On May 13, 1876, five African-American men were selected by the public safety board of Indianapolis to be appointed to the police force.
This was a pilot program of sorts, to see how African-Americans could integrate into the police department. These men did well on the Indianapolis Police Department and paved the way for more minority hiring.
During Black History Month February 2015, the Indianapolis Metropolitan Police Department unveiled its first historical exhibit dedicated to the achievements of the African-Americans who have worn its uniform proudly. The exhibit which highlights these pioneers was dedicated by Chief Rick Hite in a special ceremony.
This exhibit is now on display through the end of March, from 9 a.m. to 5:00 p.m., free to the public, on the first floor of the east wing of the City-County Building, 200 E. Washington Street. A plaque dedicated to Officer Carter Temple Jr., one of those first five men hired in 1876, was unveiled during the ceremony, which was attended by his great-grandchildren, Cecelia Ann Boler and Reginald Temple.
Boler gave a moving speech about her ancestor’s life as a freed slave, a Union Army Corporal and as an IPD officer. Officer Temple walked a beat for many years with a partner, Benjamin Thornton. In 1885, Benjamin Thornton was promoted to Detective, the only African-American detective the Indianapolis Police Department had until 1918. He became a legend, not just in Indianapolis, but throughout the United States. He solved several murders and numerous other crimes through his detective work. He was credited with sending over 400 criminals to the penitentiary. Another officer honored in the exhibit was the late Maria (Legg) McElroy (1929-1989). In 1953 she was the first African-American woman to attend the School Sisters of Notre Dame in Milwaukee, Wisconsin. She was a novice Nun but gave up her habit to join the Indianapolis Police Department in 1956. She left the department in 1969 to use her college degree to teach disabled children.
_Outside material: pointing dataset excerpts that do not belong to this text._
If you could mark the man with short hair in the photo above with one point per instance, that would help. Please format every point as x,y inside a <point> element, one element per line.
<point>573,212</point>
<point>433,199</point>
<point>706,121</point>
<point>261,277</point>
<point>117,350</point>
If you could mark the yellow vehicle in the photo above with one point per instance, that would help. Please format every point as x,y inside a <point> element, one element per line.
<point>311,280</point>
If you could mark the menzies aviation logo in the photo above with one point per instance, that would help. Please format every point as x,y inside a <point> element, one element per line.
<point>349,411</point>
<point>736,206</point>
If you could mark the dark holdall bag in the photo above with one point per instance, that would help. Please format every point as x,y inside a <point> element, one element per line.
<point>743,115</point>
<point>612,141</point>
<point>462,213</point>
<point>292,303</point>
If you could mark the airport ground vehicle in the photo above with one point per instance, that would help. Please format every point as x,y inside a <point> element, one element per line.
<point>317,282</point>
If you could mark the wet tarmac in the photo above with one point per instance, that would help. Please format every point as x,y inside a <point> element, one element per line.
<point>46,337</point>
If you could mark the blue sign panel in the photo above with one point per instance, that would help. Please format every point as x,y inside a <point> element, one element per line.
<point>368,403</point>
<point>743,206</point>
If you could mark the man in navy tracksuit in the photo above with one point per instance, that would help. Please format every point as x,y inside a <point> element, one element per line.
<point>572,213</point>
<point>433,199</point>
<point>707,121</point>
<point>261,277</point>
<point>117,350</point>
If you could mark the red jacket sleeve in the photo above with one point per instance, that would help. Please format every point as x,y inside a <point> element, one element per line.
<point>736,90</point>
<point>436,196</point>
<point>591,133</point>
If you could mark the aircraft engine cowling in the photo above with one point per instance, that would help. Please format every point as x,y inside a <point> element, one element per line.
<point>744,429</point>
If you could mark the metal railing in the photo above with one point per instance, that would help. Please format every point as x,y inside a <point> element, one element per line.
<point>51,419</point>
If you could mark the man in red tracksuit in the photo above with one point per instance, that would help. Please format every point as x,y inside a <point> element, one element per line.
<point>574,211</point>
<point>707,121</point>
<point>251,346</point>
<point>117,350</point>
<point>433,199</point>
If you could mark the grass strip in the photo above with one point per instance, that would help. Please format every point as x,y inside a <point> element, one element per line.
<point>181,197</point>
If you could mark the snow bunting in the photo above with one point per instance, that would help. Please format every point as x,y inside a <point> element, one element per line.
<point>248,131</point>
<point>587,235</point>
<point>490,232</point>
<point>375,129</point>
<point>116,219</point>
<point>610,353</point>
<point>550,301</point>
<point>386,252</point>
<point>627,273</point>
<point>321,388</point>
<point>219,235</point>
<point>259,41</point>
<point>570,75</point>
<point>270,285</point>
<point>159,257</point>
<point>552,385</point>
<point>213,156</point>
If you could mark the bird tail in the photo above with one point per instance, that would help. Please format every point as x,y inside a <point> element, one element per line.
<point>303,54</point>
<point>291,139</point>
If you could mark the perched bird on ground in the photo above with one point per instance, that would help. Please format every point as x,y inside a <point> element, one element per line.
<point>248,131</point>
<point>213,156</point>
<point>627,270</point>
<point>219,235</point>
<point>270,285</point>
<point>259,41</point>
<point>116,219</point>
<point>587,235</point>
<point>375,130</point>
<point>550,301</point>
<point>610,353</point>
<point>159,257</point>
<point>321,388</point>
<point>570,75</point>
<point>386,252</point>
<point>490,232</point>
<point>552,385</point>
Among the visitors to the Black History Month exhibit was her daughter Marianna Fall, who drove from Cincinnati, Ohio with her son Khadim. Marianna, a school teacher herself, knew very little about her mother’s police career and found the exhibit educational and also moving. There are over 30 police officers honored in the exhibit, such as “Jack” Hadley (1895-1969), a 40-year veteran, who walked a beat in the toughest neighborhoods in town, Spurgeon Davenport (1911-2003), a fine detective who rose through the ranks to Inspector in 1966 and Deborah L. Saunders, who became Assistant Chief in 1999, the highest ranking African-American policewoman in IPD history. This exhibit is sponsored by the Indianapolis Police Foundation, an organization dedicated to the preservation of the history of IPD, IMPD and MCSD.